OpenAI transforms AI model development with Azure Blob Storage

As the size and complexity of AI models grow, so do the requirements for storage, especially on throughput scale and reliability. For that reason, OpenAI, renowned for developing conversational AI products like ChatGPT, relies on Microsoft Azure Blob Storage and newly enhanced scaled accounts to underpin its vast data and training workflows.

From storing user and AI-generated content to managing complex pipelines for AI model training, OpenAI uses Azure Blob Storage to scale seamlessly while addressing challenges in data ingestion, processing, and distribution, focusing on its core mission: advancing AI technology.

This collaboration has improved storage efficiency, enhanced disaster recovery capabilities, and optimized throughput, allowing OpenAI to push the boundaries of AI research and innovation with confidence.

Boosting storage scale and training reliability for AI models and data

Best known for its powerful language models and conversational AI products like ChatGPT, OpenAI is a world leader in AI research, development, and advancement driven by a commitment to continuous technological innovation and industry impact.
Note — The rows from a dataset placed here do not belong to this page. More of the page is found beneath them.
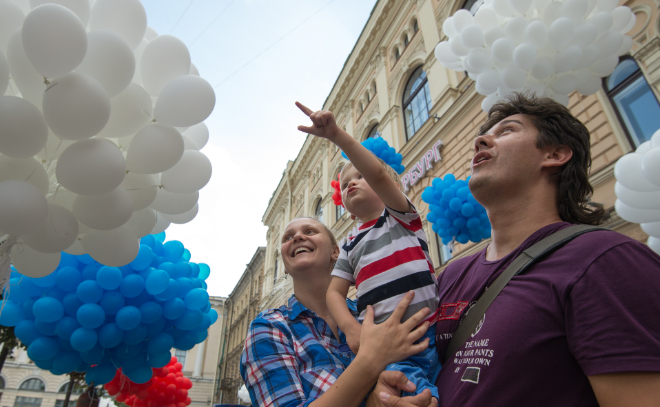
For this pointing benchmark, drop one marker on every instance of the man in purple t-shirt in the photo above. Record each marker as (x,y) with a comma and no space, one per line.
(581,327)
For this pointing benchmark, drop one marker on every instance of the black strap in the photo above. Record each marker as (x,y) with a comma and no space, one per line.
(522,262)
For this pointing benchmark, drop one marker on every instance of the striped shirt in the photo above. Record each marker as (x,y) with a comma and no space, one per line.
(385,258)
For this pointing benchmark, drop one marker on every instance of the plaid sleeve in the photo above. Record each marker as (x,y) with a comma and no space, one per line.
(269,366)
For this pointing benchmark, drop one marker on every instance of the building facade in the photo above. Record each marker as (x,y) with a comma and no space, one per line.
(23,384)
(392,84)
(242,306)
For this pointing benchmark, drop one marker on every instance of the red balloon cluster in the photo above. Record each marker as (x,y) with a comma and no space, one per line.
(336,197)
(167,388)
It has gone through generations of high-performance supercomputers to train cutting-edge AI models, including its latest release, GPT-4.5. Each model is more complex than the one before it in terms of overall scale and engineering efforts.
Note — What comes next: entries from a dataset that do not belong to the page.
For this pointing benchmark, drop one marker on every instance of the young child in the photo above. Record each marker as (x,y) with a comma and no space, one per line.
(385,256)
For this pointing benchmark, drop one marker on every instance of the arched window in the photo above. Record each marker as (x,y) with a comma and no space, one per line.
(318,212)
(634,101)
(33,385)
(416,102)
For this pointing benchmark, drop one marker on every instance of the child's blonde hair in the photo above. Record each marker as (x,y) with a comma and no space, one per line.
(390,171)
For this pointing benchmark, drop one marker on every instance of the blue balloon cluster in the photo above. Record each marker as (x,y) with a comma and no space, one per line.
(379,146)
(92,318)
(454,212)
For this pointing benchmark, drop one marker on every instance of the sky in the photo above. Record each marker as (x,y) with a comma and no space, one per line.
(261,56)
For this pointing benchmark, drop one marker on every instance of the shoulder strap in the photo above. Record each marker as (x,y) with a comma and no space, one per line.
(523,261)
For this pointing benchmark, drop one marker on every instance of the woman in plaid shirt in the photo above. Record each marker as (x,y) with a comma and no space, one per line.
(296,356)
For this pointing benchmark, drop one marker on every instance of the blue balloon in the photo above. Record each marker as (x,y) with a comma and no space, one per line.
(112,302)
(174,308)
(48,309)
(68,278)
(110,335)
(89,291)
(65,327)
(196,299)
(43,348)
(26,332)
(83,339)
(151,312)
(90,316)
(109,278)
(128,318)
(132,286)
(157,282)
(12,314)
The company’s storage needs, including the size of the datasets it must store, have grown over time, demanding an efficient and expansive storage solution. As its AI models have grown not only in size but complexity, checkpointing model training and development has also become an essential step in helping ensure reliability and recovery. This process involves huge, distributed training clusters of graphics processing units (GPUs).

Every GPU pauses during checkpointing, causing a large influx of data to be pushed to storage in a very short time frame. Additionally, lost training time can result in an opportunity cost of millions of dollars a day, and the massive total storage footprint only further complicates the process. OpenAI solved its data storage and migration challenges by using Microsoft Azure Blob Storage to read training data and write checkpoints for model training. In particular, the engineering teams at OpenAI and Microsoft collaborated on the adoption of the new scaled accounts feature. Compared with traditional storage offerings, Azure Blob Storage scaled accounts push the leading edge of throughput and hit a higher scale point than previously possible. Sam Hopewell, Manager of OpenAI’s Supercomputing Storage Team, emphasizes, “Azure Blob Storage scaled accounts let us operate at exabyte scale without adding operational complexity. This enables our engineers to focus on advancing AI research.”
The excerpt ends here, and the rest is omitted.